The first is the one management prefers: the noodle chain will inject growth into a company that needs something fresh to revitalise a tired-looking portfolio that includes Frankie & Benny’s and Garfunkel’s. The other view is that, however popular Wagamama has become, paying the equivalent of 13 times earnings to the current private equity owners, Duke Street, is asking for trouble.
This column was in the sceptical camp when Restaurant Group unveiled its big idea last month. That opinion has only been strengthened by seeing an eye-catching calculation from Langton Capital analyst Mark Brumby. The proposed price for Wagamama, reckons Brumby, could be the highest per restaurant ever paid in the UK. A few trophy restaurants may have gone for more, but Wagamama would be changing hands at roughly £4m per leasehold site, which is the steepest he can remember for a chain of any size.
As Brumby rightly adds, you might pay £4m a unit for a successful 10-strong chain if you thought the format could support 200 outlets. But Wagamama already has 133 directly owned restaurants in the UK and even the would-be acquirer is only talking about opening another 40 to 60. It should be added that Wagamama also has five restaurants in the US and 58 franchises in Europe, the Middle East and New Zealand. But the UK end is the core of the operation and this deal look very expensive however you cut the numbers.
A few shareholders, notably 7.7% owner Columbia Threadneedle, will vote against but Restaurant Group is thought to have the numbers to get its purchase, and accompanying £315m rights issue, across the line. Good luck: paying a record-breaking sum, all in cash, for a noodle chain in the current consumer climate is brave.
It will take more than a merger for BDO to challenge rivals
Always read the qualifications in an audit report. The same applies to the planned merger of BDO and Moore Stephens to create the UK’s fifth largest firm of auditors and consultants. The deal signals “desire” to improve competition at the top end of the market, according to the partners. That is a long way short of being a claim that the UK’s cosy-looking auditing industry is suddenly primed for revolution.
Caution is wise. A glance at the figures demonstrates the gulf between an expanded BDO’s ambition to boost competition and its ability to disrupt the lifestyles of its big four rivals. With combined UK revenues of £590m, BDO and Moore Stephens will still be a minnow against KPMG, which had income of slightly more than £2bn last year and was the smallest of the big four.

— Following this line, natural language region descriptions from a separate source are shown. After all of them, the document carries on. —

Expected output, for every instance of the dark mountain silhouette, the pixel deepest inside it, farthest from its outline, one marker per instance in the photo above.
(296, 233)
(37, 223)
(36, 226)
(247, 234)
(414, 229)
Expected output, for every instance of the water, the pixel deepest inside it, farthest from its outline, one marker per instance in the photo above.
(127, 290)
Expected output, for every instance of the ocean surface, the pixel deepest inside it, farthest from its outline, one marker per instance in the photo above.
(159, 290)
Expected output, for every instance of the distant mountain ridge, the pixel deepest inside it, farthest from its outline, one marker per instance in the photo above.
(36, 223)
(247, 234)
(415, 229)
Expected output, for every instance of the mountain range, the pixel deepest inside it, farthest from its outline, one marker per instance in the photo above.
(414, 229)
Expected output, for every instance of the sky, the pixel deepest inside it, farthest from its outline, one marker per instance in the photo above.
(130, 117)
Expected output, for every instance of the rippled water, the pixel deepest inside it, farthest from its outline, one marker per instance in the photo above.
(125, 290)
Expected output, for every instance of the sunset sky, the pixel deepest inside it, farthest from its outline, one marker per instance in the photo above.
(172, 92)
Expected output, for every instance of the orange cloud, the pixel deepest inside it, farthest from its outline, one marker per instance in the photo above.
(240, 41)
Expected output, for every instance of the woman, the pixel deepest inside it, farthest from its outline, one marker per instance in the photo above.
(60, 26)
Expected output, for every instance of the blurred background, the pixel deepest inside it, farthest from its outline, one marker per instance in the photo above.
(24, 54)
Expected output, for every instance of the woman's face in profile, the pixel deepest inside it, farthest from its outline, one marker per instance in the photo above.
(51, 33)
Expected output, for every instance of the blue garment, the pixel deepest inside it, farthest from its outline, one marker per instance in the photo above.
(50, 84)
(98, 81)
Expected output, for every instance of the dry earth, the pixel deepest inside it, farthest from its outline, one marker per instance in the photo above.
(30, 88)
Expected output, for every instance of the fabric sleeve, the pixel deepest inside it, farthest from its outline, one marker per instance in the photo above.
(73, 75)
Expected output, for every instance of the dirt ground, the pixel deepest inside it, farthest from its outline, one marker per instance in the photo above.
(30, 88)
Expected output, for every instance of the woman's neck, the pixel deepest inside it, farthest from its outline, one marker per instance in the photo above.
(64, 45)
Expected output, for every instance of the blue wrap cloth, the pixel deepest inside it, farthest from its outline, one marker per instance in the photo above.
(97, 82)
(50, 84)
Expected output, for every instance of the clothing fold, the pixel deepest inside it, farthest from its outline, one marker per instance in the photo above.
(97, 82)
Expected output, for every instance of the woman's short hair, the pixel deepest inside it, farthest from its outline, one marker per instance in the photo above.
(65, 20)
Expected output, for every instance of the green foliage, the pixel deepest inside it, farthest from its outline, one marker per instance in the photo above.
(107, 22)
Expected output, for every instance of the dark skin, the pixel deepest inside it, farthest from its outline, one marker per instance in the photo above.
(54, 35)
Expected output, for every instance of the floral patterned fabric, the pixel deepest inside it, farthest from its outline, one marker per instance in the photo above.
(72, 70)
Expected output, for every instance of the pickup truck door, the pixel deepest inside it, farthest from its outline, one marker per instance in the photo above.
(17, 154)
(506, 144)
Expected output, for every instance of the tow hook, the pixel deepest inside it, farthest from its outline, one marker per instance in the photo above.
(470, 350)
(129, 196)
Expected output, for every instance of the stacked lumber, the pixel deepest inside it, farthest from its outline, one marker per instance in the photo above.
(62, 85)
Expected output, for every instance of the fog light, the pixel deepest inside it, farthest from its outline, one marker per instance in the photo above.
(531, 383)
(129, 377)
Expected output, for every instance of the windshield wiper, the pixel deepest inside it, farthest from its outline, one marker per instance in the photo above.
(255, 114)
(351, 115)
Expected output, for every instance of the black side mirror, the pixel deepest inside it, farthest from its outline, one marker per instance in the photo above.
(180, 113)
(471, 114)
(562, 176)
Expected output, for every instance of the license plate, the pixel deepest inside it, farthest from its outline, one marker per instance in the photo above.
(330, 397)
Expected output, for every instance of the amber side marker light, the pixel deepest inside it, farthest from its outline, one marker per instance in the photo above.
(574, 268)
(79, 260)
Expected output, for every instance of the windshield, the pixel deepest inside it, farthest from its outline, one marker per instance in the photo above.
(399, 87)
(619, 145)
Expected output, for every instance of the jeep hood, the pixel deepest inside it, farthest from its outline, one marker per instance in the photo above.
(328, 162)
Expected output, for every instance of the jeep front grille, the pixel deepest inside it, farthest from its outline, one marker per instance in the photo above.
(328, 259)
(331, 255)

The makeup of the client lists reinforces the point. BDO is top for auditing companies listed on the Alternative Investment Market but can boast just one FTSE 100 firm (Randgold Resources) and four FTSE 250 companies. The Competition and Markets Authority, on a post-Carillion mission to improve competition and quality in UK auditing, definitely should not conclude that market forces have done its job for it.
One can conclude, though, that a bigger BDO is better placed to capitalise if the CMA, and then the government, chooses to shake up the industry. A good start would be to impose a 20% cap on audit market shares within FTSE 350 companies. Then ban the selling of auditing and advisory services (often more lucrative) to the same big-company clients.
If both those changes happen, BDO may be in a decent position to challenge. In that sense, absorbing Moore Stephens is a smart manoeuvre. But the ball remains firmly in the court of the CMA and the government. Be radical.
The lady’s not for minting
Margaret Thatcher’s contribution, as a food scientist, to the development of Mr Whippy ice-cream is disputed – but not by the Bank of England. The former prime minister is on the list of eligible scientists to adorn the next £50 note and the Bank, bizarrely, explained why with a reference to the alleged soft-scoop breakthrough.
In practice, the chances of Thatcher getting on a science-themed note are approximately zero. But the same could be said of roughly 98% of names on the 800-strong list of eligible nominations. Every vaguely scientific name you’ve heard of is there and many more besides.
This exercise in consulting the public is meant to portray the Bank as open and inclusive but, in the end, we all know the banknote character advisory committee (really) will choose from about half a dozen obvious names. Wouldn’t it be simpler to cut to the chase?